Artist

Bob Howard & His Orchestra

Genre: Jazz
Origin: U.S.A
Listen on Coda
Born in Newton, Massachusetts on 20 June 1906, Howard Joyner died in Mount Kisco, New York on 3 December 1986. After developing his piano and vocal skills in his native state, he relocated to New York at the close of his teens and promptly established himself as both a hotel and nightclub performer and a recording artist. A short European sojourn followed, yet by the mid-1930s he had strengthened his standing in New York by adding a steady radio program to his credits—an uncommon achievement for a black musician at that time. Steady work continued through the 1940s and into the 1950s, when his popularity opened doors to television appearances. Although he remained centered in New York, occasional engagements took him to residencies in Los Angeles and Las Vegas.

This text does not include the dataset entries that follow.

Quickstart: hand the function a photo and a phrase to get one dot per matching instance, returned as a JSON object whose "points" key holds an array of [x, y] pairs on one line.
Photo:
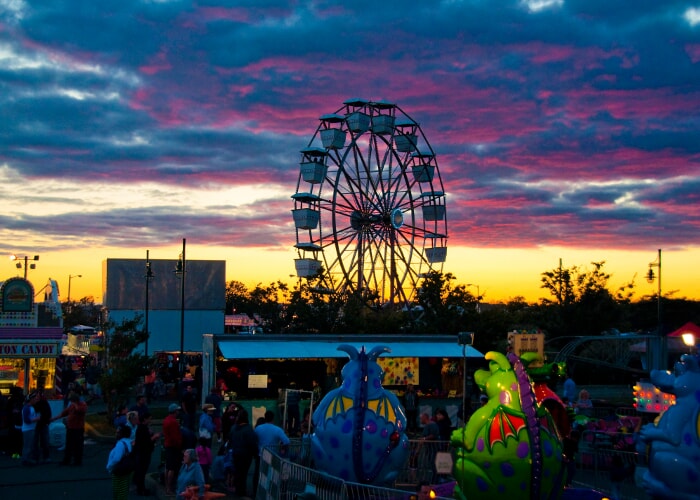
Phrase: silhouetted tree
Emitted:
{"points": [[124, 367]]}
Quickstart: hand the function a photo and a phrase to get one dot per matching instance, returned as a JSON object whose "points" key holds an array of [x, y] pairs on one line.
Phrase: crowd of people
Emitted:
{"points": [[201, 444]]}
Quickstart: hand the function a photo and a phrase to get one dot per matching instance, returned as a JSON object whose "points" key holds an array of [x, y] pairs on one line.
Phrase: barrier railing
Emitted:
{"points": [[607, 463], [287, 472]]}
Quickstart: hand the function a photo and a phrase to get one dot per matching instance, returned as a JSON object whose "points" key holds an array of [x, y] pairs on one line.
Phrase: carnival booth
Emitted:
{"points": [[31, 335], [258, 370]]}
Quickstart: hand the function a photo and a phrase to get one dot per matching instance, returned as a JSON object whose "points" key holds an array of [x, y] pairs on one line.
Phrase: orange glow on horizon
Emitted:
{"points": [[500, 274]]}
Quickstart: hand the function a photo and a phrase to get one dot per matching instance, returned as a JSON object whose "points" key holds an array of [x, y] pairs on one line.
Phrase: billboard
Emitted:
{"points": [[124, 285]]}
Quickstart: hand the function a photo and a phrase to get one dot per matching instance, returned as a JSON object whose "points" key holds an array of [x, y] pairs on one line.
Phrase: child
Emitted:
{"points": [[204, 457]]}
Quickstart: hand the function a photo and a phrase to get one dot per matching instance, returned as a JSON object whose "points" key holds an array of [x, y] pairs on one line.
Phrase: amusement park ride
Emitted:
{"points": [[370, 219], [369, 207]]}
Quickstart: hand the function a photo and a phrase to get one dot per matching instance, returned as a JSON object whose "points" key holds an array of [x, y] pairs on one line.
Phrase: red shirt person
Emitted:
{"points": [[75, 429], [172, 442]]}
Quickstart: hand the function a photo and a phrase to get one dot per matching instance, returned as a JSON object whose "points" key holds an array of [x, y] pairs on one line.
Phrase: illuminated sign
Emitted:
{"points": [[17, 295], [649, 399], [30, 350], [521, 343]]}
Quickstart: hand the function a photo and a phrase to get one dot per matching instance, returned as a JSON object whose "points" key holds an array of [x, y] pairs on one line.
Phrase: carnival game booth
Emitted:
{"points": [[31, 335], [258, 370]]}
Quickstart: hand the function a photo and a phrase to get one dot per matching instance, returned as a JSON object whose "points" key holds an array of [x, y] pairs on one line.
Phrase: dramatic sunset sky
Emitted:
{"points": [[564, 130]]}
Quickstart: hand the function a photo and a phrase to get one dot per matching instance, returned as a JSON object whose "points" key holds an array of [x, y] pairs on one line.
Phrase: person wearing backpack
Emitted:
{"points": [[29, 419], [120, 482], [14, 433], [75, 429]]}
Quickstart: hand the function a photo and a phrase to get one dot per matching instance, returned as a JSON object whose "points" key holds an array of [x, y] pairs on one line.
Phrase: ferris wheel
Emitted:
{"points": [[369, 207]]}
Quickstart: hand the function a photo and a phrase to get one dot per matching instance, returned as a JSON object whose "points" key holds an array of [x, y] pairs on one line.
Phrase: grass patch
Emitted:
{"points": [[100, 423]]}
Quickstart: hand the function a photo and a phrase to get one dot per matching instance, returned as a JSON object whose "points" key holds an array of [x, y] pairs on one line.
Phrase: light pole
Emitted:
{"points": [[478, 297], [180, 270], [70, 278], [659, 353], [148, 276], [26, 259], [465, 339]]}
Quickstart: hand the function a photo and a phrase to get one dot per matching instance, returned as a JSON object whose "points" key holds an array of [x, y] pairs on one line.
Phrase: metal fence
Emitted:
{"points": [[287, 472], [608, 463]]}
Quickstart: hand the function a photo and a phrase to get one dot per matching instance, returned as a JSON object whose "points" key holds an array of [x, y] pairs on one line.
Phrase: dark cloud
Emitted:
{"points": [[570, 125]]}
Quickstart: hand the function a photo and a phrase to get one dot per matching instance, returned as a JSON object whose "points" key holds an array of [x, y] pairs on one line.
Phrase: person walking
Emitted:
{"points": [[411, 404], [144, 443], [140, 407], [41, 434], [190, 475], [204, 457], [570, 393], [243, 445], [206, 424], [444, 423], [189, 407], [293, 415], [120, 483], [15, 404], [75, 429], [228, 419], [172, 442], [271, 436], [214, 398], [29, 420]]}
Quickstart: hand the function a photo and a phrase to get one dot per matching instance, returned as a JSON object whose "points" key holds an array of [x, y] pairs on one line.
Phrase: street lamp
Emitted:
{"points": [[19, 264], [180, 270], [70, 278], [659, 360], [148, 276], [478, 296], [689, 340], [465, 339]]}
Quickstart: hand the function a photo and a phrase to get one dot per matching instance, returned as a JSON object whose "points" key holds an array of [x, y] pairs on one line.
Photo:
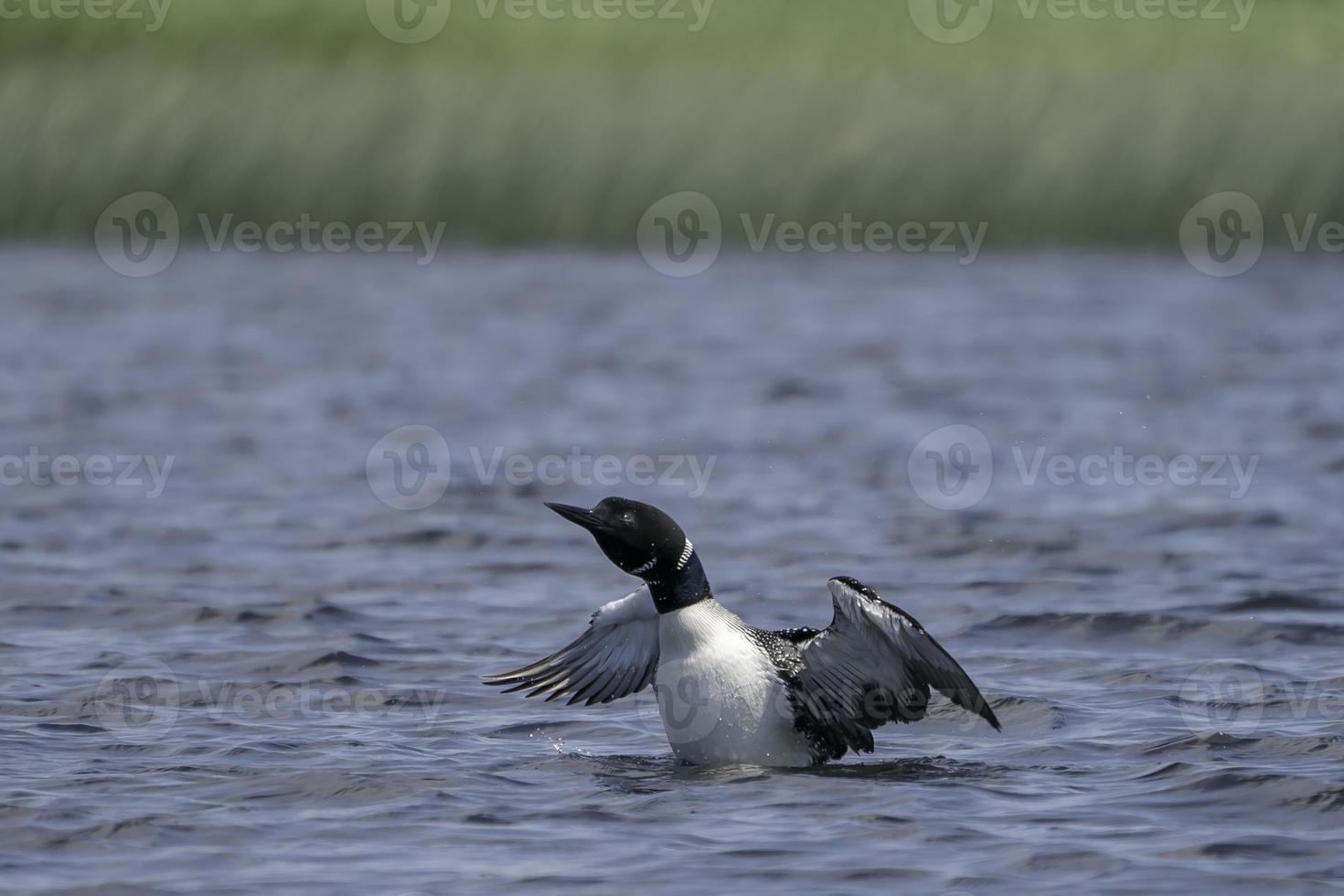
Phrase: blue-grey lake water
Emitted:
{"points": [[231, 661]]}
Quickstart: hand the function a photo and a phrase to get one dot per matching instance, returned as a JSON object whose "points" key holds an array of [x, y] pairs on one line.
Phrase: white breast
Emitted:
{"points": [[718, 693]]}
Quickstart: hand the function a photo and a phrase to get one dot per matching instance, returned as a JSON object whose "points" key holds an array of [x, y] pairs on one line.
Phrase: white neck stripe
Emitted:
{"points": [[686, 555]]}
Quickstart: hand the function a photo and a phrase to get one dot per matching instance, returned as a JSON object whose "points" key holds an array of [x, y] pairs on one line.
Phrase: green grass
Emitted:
{"points": [[537, 131]]}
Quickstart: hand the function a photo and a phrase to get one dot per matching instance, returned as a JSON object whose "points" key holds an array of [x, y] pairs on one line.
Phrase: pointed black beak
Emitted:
{"points": [[578, 516]]}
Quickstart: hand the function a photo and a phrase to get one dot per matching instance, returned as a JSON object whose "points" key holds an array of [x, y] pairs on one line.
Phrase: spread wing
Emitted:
{"points": [[615, 657], [874, 666]]}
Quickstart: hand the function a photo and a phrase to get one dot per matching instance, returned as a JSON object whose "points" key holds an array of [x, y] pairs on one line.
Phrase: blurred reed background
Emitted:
{"points": [[537, 131]]}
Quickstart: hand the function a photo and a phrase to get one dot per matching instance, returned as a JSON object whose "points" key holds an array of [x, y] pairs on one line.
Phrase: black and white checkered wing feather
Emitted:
{"points": [[617, 656], [872, 666]]}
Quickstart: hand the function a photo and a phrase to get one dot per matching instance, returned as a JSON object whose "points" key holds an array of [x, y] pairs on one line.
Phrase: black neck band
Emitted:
{"points": [[680, 587]]}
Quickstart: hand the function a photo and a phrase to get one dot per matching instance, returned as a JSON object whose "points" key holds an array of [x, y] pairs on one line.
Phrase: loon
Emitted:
{"points": [[730, 693]]}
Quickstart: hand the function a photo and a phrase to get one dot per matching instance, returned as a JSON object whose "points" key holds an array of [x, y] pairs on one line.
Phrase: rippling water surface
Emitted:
{"points": [[263, 678]]}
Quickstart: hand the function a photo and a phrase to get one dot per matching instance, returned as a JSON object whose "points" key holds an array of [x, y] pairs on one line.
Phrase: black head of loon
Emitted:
{"points": [[646, 543]]}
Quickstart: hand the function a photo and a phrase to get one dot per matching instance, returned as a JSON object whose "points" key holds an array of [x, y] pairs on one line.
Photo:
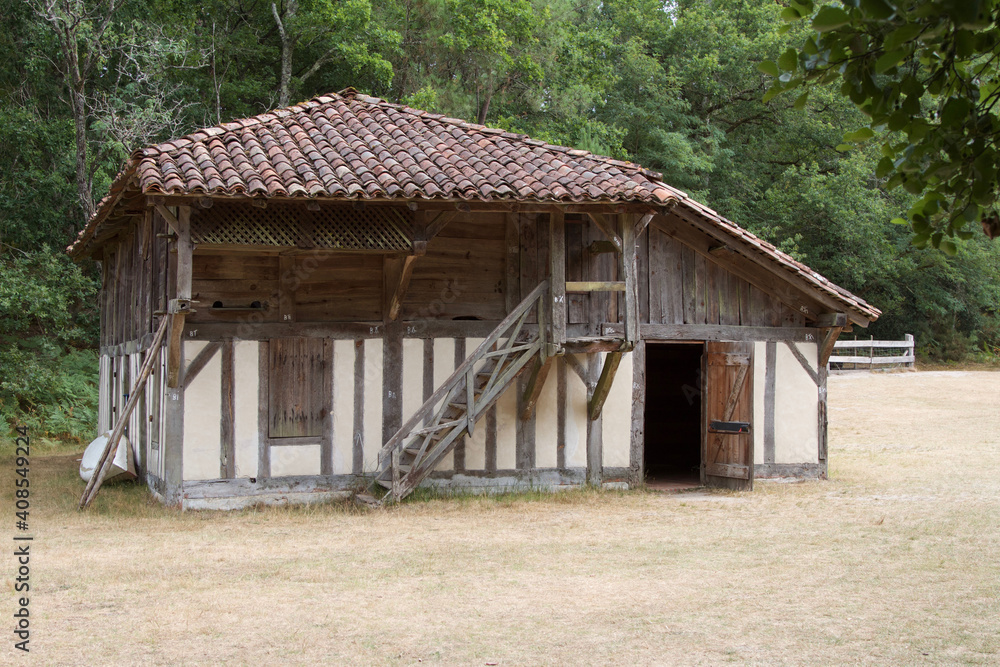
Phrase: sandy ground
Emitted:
{"points": [[894, 560]]}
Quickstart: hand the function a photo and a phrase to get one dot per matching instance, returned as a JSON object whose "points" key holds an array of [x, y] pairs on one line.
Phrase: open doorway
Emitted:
{"points": [[672, 449]]}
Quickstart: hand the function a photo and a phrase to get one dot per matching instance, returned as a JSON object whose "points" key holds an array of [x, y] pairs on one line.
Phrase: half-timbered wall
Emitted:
{"points": [[678, 285], [787, 428], [134, 288], [550, 448]]}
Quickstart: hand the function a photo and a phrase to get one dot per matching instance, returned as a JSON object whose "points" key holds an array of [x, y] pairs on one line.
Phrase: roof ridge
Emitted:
{"points": [[241, 123], [353, 94], [458, 122]]}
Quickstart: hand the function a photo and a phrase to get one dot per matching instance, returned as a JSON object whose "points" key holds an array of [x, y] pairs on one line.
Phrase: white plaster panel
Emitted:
{"points": [[576, 417], [759, 375], [507, 429], [616, 419], [796, 404], [343, 406], [289, 460], [246, 399], [413, 376], [547, 424], [202, 417], [373, 402], [475, 447], [444, 366]]}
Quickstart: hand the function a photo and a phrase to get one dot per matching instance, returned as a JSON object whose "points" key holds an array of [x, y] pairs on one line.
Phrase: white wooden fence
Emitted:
{"points": [[871, 354]]}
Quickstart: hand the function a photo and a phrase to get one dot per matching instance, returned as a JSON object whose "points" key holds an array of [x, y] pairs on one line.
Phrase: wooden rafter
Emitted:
{"points": [[826, 347], [609, 229]]}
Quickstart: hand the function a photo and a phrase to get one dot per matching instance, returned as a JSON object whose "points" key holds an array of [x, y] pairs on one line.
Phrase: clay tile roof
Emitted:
{"points": [[352, 146]]}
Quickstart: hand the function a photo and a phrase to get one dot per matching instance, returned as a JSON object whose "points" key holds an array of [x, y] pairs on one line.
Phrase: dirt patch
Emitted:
{"points": [[891, 561]]}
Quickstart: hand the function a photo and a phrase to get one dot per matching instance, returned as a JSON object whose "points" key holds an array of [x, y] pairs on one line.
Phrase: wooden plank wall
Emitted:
{"points": [[680, 286], [462, 276], [584, 265], [134, 274]]}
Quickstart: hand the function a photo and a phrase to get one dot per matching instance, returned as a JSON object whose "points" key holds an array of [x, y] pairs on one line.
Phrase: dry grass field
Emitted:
{"points": [[893, 561]]}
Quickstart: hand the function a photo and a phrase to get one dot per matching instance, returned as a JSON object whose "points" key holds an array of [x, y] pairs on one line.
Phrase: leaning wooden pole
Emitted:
{"points": [[108, 456]]}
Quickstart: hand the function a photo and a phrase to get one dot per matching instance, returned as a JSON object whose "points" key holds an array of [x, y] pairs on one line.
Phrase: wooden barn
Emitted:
{"points": [[349, 290]]}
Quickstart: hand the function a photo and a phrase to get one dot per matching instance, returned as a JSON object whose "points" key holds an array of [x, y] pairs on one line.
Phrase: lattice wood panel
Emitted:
{"points": [[336, 227]]}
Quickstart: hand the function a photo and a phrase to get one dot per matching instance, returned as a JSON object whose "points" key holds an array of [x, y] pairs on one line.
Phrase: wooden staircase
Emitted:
{"points": [[453, 410]]}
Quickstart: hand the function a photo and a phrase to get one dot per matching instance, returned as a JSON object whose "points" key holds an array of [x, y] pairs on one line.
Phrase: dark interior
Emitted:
{"points": [[673, 413]]}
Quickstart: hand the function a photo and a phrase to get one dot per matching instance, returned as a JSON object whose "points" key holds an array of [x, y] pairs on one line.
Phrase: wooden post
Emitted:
{"points": [[557, 280], [107, 456], [630, 275], [180, 306], [595, 441]]}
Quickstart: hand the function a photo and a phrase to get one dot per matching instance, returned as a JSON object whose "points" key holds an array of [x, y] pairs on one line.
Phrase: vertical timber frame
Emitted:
{"points": [[179, 304], [557, 279]]}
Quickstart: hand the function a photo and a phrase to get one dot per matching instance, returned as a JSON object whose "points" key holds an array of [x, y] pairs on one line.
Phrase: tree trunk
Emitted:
{"points": [[287, 48], [83, 181], [485, 108]]}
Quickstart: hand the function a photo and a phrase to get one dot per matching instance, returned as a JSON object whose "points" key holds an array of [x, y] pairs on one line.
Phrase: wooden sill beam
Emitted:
{"points": [[595, 286]]}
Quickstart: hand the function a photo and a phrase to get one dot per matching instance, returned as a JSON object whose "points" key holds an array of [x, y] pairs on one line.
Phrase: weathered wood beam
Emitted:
{"points": [[721, 332], [831, 320], [557, 281], [741, 265], [642, 223], [533, 388], [107, 456], [603, 388], [826, 347], [287, 282], [629, 272], [180, 306], [199, 362], [574, 364], [605, 226], [174, 350], [169, 217], [746, 255], [599, 247], [595, 286], [398, 271]]}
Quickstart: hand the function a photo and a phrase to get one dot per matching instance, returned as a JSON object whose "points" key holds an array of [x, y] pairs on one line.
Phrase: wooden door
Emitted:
{"points": [[296, 398], [727, 455]]}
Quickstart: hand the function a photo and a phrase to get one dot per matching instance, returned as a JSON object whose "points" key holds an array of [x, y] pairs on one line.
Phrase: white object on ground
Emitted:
{"points": [[121, 465]]}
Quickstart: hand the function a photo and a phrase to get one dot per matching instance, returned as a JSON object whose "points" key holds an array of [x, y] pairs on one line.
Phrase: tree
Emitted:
{"points": [[926, 76], [327, 31]]}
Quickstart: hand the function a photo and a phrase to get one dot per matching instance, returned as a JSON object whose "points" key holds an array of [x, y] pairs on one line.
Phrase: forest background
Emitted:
{"points": [[673, 86]]}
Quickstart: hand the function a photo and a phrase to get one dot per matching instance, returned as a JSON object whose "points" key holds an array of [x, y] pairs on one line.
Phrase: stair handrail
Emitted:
{"points": [[455, 378]]}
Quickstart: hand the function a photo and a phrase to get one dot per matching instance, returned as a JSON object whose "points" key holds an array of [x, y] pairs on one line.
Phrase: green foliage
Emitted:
{"points": [[46, 381], [925, 76]]}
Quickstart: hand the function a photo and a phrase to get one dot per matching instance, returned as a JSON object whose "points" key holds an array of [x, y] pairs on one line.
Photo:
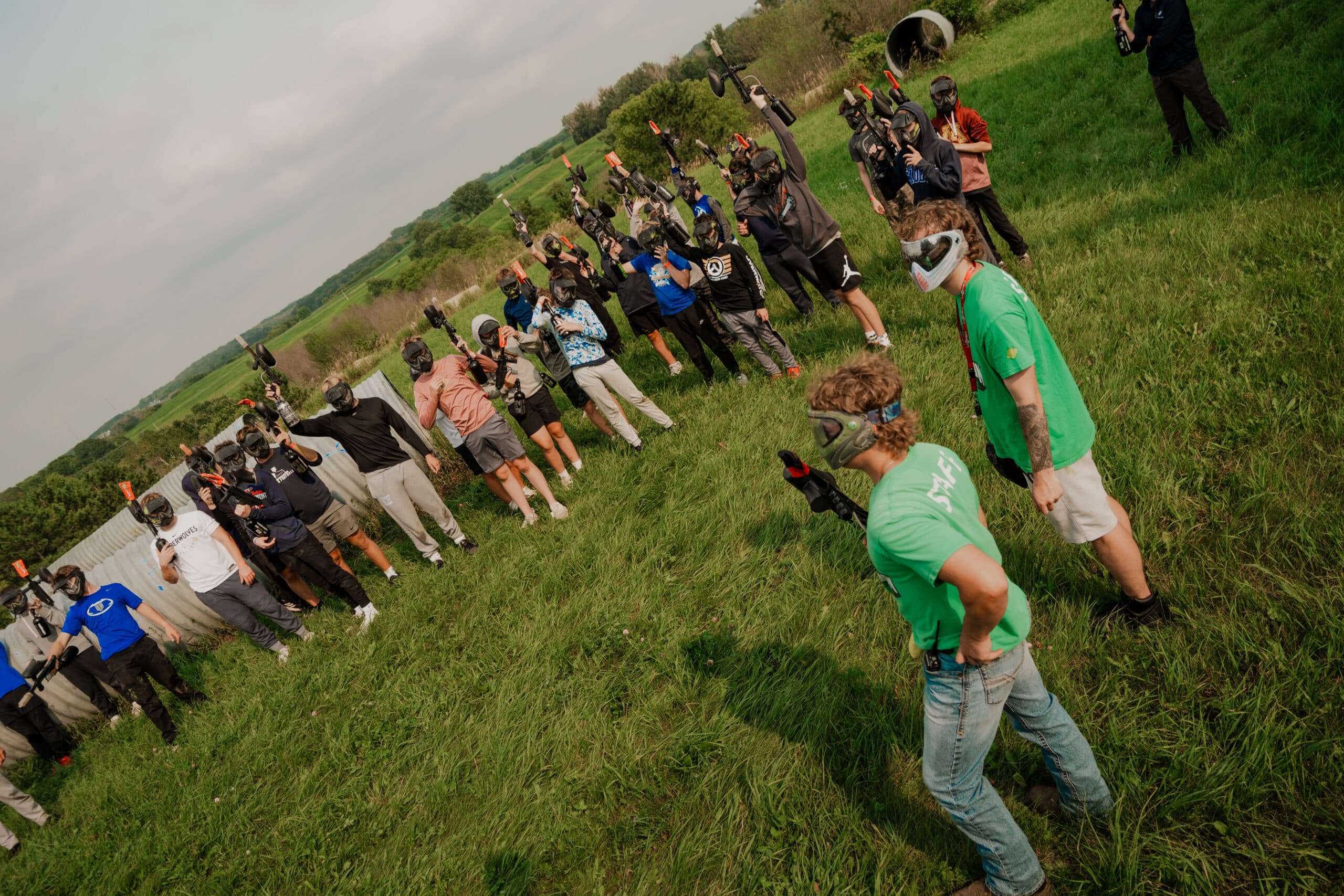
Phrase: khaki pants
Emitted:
{"points": [[608, 375], [404, 488], [22, 804]]}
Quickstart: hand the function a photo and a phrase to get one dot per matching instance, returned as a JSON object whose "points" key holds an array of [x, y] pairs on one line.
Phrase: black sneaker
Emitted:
{"points": [[1146, 614]]}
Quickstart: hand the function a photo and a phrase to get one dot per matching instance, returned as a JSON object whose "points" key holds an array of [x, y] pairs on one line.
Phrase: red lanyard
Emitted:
{"points": [[965, 340]]}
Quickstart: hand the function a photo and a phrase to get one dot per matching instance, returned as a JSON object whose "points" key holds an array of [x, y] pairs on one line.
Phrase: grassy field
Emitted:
{"points": [[543, 719]]}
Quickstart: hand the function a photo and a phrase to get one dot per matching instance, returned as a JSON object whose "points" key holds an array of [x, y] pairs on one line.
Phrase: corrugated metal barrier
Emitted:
{"points": [[121, 550]]}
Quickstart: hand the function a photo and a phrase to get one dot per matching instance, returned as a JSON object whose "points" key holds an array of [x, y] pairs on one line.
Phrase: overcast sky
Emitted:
{"points": [[172, 174]]}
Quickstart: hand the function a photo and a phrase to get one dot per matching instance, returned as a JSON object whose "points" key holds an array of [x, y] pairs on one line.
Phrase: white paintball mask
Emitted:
{"points": [[933, 257]]}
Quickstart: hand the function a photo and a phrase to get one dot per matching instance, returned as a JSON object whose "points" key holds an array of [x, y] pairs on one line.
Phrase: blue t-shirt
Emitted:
{"points": [[10, 678], [673, 296], [107, 613]]}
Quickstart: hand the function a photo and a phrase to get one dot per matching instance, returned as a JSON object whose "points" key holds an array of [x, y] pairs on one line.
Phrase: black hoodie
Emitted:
{"points": [[937, 175]]}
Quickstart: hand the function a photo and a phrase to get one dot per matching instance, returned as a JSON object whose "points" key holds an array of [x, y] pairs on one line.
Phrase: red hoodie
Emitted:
{"points": [[970, 128]]}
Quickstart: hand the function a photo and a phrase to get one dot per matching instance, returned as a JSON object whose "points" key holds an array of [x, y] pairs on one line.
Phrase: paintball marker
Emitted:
{"points": [[264, 417], [139, 515], [822, 492], [777, 105], [436, 318], [519, 224], [898, 96], [49, 669], [1121, 38]]}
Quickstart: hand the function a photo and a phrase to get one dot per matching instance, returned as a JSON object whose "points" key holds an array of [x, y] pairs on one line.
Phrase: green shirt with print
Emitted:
{"points": [[920, 513], [1007, 336]]}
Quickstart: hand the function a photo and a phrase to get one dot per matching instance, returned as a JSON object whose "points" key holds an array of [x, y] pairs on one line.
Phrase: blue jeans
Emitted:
{"points": [[963, 705]]}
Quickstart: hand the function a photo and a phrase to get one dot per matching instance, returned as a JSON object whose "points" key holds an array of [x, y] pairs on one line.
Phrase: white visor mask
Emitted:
{"points": [[933, 258]]}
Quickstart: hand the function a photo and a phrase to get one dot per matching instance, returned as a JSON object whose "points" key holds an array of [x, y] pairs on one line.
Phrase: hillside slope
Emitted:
{"points": [[543, 718]]}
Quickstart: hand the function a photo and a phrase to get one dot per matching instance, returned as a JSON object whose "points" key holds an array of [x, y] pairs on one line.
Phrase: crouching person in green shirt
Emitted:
{"points": [[928, 539]]}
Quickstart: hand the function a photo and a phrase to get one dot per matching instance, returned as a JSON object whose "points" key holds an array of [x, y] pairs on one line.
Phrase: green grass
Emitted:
{"points": [[498, 731]]}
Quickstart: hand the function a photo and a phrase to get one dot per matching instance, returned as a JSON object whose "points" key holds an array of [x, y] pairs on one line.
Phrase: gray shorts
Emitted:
{"points": [[494, 444], [337, 524], [1083, 513]]}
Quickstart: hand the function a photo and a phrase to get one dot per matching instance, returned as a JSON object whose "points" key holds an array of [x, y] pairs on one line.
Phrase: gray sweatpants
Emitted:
{"points": [[22, 804], [237, 602], [752, 331], [608, 375], [404, 488]]}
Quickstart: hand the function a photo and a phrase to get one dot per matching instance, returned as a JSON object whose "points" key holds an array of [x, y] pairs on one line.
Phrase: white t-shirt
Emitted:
{"points": [[202, 559]]}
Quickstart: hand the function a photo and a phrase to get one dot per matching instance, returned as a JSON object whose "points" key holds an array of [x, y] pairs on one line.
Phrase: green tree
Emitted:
{"points": [[471, 199], [686, 108]]}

Public recognition rested chiefly on his emulation of Fats Waller, an approach whose lack of originality was offset by polished technique and an affable stage presence. While he sometimes collaborated and recorded with jazz players, his reputation rested on his work as a jazz-inflected popular singer and pianist. His vocal delivery shifted with the song and the setting, moving between tenor and baritone, between forceful delivery and playful, meandering phrasing. When fronting a group modeled on Cab Calloway’s, he hired capable players yet frequently interrupted their solos with untimely shouts of encouragement. Arrangements by Benny Carter remain the ensemble’s chief claim to remembrance.